I will add a description of the algorithm here.

tools/llvm-mca/Views/BottleneckAnalysis.h
139 ↗(On Diff #205549)

Sorry. The data dependency graph was pre-committed to "simplify" this patch.
In retrospect I am not sure if that was a wise choice. So, apologies in case.

I guess, the least that I can do is to add more code comments. Let me know...

ormris added a subscriber: ormris.Jun 19 2019, 11:04 AM
mattd accepted this revision.Jun 19 2019, 10:02 PM

Awesome patch. I'm cool with this as long as Simon's comments are addressed.

tools/llvm-mca/Views/BottleneckAnalysis.cpp
174 ↗(On Diff #205549)

Suggestion:

for (unsigned I : llvm::seq<unsigned>(0, Nodes.size())) {...}
312 ↗(On Diff #205549)

Perhaps just "Unsupported dependency type!" Is there a case where we have an expected unsupported dependency type? If so then ignore my suggestion :)

This revision is now accepted and ready to land.Jun 19 2019, 10:02 PM

Awesome patch. I'm cool with this as long as Simon's comments are addressed.

Thanks Matt for the review.

I will soon send an updated patch that addresses Simon's comments.
I plan to wait for a few days to give more time to review the patch and collect extra feedback (in case).
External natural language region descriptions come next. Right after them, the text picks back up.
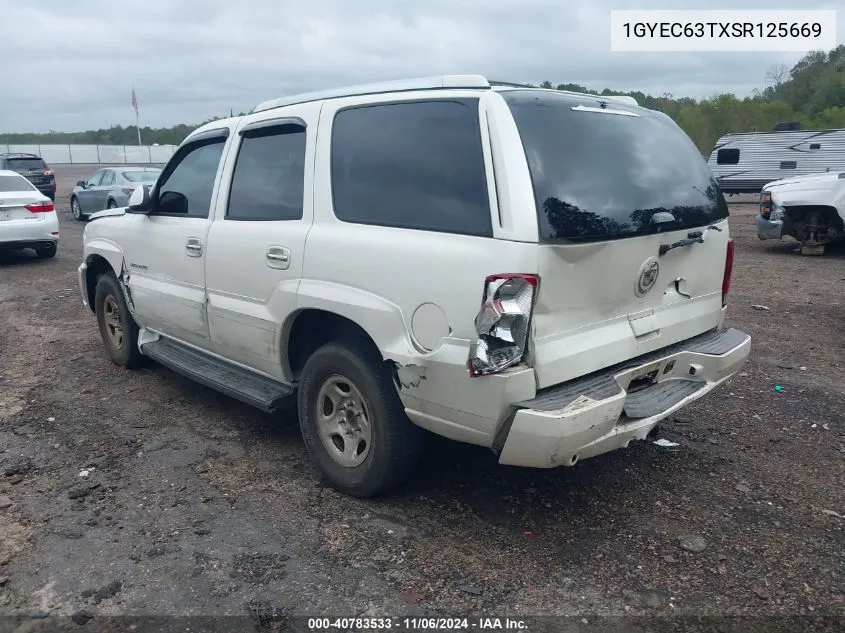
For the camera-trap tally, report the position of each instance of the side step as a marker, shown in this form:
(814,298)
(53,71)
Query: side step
(259,391)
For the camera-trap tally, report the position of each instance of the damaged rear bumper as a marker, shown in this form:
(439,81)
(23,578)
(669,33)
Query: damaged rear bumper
(607,410)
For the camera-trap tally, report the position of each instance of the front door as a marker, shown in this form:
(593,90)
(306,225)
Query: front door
(87,195)
(166,252)
(256,246)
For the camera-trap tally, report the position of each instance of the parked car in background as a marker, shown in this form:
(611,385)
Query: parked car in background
(810,209)
(34,169)
(27,216)
(109,188)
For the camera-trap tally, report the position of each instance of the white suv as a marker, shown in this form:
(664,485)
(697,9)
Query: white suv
(538,272)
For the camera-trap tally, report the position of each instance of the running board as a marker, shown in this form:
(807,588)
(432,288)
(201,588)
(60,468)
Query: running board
(242,384)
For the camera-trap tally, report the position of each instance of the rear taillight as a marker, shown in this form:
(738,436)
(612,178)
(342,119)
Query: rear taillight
(765,204)
(40,207)
(503,323)
(729,266)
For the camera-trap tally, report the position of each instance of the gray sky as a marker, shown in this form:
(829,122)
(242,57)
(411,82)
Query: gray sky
(75,62)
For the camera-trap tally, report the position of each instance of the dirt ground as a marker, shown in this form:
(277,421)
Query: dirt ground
(195,504)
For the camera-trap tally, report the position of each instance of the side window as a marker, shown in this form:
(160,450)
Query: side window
(94,180)
(269,178)
(727,156)
(416,165)
(187,188)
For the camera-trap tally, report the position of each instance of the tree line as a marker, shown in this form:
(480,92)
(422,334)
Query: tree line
(811,93)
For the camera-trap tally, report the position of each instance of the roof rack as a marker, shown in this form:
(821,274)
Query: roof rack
(401,85)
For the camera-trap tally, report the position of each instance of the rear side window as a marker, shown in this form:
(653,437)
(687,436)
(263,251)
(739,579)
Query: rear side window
(414,165)
(269,178)
(727,156)
(20,164)
(140,176)
(603,172)
(15,183)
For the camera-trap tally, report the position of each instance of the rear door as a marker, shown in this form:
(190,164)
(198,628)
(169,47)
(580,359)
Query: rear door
(256,245)
(88,195)
(101,192)
(166,251)
(615,187)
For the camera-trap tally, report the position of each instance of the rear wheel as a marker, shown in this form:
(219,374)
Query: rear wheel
(117,327)
(46,251)
(76,209)
(352,421)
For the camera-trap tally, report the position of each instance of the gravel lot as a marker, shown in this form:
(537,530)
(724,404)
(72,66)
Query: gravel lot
(197,505)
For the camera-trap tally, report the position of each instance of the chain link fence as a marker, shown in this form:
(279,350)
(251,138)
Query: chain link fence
(96,154)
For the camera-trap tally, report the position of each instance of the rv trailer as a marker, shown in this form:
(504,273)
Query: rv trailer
(745,163)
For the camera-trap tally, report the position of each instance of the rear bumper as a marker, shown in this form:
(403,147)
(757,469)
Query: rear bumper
(597,414)
(769,229)
(29,233)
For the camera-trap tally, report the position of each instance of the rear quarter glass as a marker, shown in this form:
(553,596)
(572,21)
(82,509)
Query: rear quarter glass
(599,175)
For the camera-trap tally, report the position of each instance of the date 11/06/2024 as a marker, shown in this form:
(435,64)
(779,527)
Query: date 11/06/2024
(415,624)
(722,29)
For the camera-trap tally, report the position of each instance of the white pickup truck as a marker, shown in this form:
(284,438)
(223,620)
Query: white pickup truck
(809,208)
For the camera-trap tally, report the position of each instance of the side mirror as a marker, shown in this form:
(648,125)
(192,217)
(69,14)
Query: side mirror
(139,201)
(172,202)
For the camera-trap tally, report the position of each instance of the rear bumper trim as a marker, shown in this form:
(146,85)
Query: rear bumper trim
(603,384)
(587,417)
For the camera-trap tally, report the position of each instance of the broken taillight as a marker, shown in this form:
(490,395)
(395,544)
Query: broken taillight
(765,204)
(503,323)
(729,266)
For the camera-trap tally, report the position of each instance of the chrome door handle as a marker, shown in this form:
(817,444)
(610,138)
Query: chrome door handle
(193,247)
(278,257)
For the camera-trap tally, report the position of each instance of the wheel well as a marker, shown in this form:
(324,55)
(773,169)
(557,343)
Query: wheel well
(97,266)
(311,329)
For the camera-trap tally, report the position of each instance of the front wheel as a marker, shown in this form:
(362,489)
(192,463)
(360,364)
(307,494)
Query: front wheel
(117,327)
(352,421)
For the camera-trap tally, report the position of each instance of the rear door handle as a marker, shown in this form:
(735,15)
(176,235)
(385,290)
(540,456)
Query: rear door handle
(278,257)
(193,247)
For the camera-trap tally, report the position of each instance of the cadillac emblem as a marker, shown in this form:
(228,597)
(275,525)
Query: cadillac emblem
(647,277)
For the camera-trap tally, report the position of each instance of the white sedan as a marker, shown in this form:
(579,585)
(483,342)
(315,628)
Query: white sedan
(27,217)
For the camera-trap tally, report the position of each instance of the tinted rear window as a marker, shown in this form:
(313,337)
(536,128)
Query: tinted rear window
(140,176)
(599,175)
(25,163)
(414,165)
(15,183)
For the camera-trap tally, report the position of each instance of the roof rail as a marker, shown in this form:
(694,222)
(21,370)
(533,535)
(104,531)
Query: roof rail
(422,83)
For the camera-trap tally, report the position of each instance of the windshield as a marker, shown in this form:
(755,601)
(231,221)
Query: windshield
(20,164)
(15,183)
(141,176)
(599,175)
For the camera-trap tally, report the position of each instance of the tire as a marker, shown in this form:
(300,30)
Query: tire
(108,302)
(76,209)
(46,251)
(395,443)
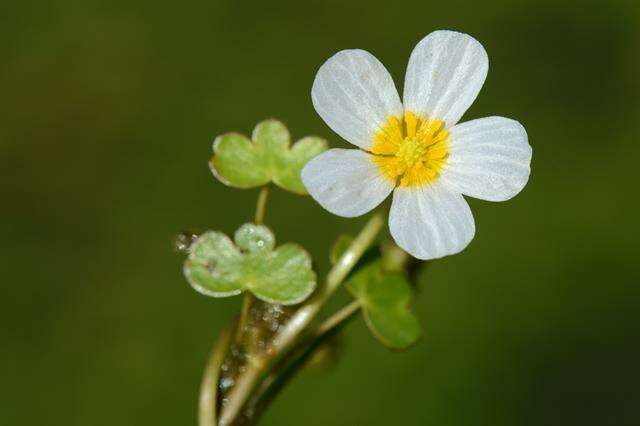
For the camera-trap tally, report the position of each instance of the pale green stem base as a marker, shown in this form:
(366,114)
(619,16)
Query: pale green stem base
(247,381)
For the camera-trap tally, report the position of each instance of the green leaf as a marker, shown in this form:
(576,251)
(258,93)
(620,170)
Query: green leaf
(384,298)
(267,157)
(217,267)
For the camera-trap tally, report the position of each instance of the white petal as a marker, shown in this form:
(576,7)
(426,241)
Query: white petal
(430,221)
(489,158)
(355,95)
(346,182)
(445,73)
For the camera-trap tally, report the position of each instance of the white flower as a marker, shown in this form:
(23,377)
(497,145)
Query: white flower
(415,149)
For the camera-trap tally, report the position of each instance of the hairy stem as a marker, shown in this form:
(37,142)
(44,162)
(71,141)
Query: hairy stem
(276,380)
(247,381)
(208,402)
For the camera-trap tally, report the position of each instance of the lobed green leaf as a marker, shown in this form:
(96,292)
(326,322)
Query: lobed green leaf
(217,267)
(384,298)
(267,157)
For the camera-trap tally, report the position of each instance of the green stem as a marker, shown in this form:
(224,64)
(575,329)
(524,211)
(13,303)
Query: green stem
(277,379)
(208,403)
(337,318)
(337,274)
(261,205)
(247,381)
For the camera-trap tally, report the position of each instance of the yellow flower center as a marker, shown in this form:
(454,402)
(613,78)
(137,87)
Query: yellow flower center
(411,148)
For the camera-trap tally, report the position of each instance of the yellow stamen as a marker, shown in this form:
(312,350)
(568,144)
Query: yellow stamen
(413,149)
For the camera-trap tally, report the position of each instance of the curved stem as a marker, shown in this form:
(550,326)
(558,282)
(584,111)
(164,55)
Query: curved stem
(208,402)
(276,380)
(337,318)
(337,274)
(261,205)
(248,380)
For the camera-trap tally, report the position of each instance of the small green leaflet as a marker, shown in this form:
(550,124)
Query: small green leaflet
(219,268)
(267,157)
(384,298)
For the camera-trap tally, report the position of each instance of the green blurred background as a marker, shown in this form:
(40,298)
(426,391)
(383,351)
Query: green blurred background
(107,114)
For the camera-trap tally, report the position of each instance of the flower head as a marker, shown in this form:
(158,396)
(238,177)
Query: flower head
(416,148)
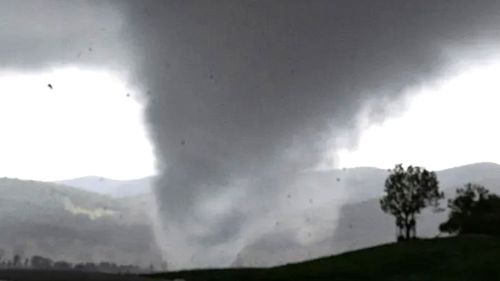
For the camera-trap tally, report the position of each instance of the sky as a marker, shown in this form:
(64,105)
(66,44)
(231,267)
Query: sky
(87,122)
(232,100)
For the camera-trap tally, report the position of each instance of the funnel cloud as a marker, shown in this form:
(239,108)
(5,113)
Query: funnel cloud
(242,97)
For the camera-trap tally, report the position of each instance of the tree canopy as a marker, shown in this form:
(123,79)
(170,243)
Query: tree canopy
(407,192)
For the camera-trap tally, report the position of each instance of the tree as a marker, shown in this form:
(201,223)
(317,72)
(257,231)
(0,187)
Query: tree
(407,192)
(473,210)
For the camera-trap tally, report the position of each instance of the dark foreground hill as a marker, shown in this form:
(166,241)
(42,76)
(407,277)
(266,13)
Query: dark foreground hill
(453,259)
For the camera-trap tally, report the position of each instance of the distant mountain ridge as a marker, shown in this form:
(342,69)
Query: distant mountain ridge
(360,222)
(65,223)
(113,188)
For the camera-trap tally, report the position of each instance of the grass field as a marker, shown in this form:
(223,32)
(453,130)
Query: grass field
(445,259)
(454,259)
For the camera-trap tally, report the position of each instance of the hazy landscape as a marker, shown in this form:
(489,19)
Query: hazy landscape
(93,226)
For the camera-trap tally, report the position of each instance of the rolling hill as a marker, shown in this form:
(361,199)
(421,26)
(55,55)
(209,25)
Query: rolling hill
(64,223)
(113,188)
(359,222)
(443,259)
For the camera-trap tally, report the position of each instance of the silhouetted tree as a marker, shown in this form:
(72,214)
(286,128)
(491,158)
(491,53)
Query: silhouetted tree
(63,265)
(407,192)
(17,261)
(40,262)
(473,210)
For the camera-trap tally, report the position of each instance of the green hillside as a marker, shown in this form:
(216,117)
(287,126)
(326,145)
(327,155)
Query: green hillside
(457,258)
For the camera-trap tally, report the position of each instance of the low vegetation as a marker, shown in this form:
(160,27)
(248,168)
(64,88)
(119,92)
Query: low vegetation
(444,259)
I forgot to mention in the summary that this patch doesn't include an llvm-documentation change.
The new bottleneck analysis probably requires its own sub-section in the llvm-mca documentation.

If reviewers are okay with it, I can do the documentation change in a follow-up patch.
In the meantime, if people want, I can raise a bug to add the bottleneck analysis description in the docs.

Docs additions as a follow up patch is fine.

andreadb updated this revision to Diff 205848.Jun 20 2019, 9:51 AM
andreadb marked 3 inline comments as done.

Patch updated.

Addressed review comments.
Added a description of the algorithm.
Improved description of the bottleneck analysis view (I plan to reuse most of it in a follow-up patch that improves the docs).

RKSimon accepted this revision.Jun 20 2019, 12:58 PM

awesome - LGTM

This revision was automatically updated to reflect the committed changes.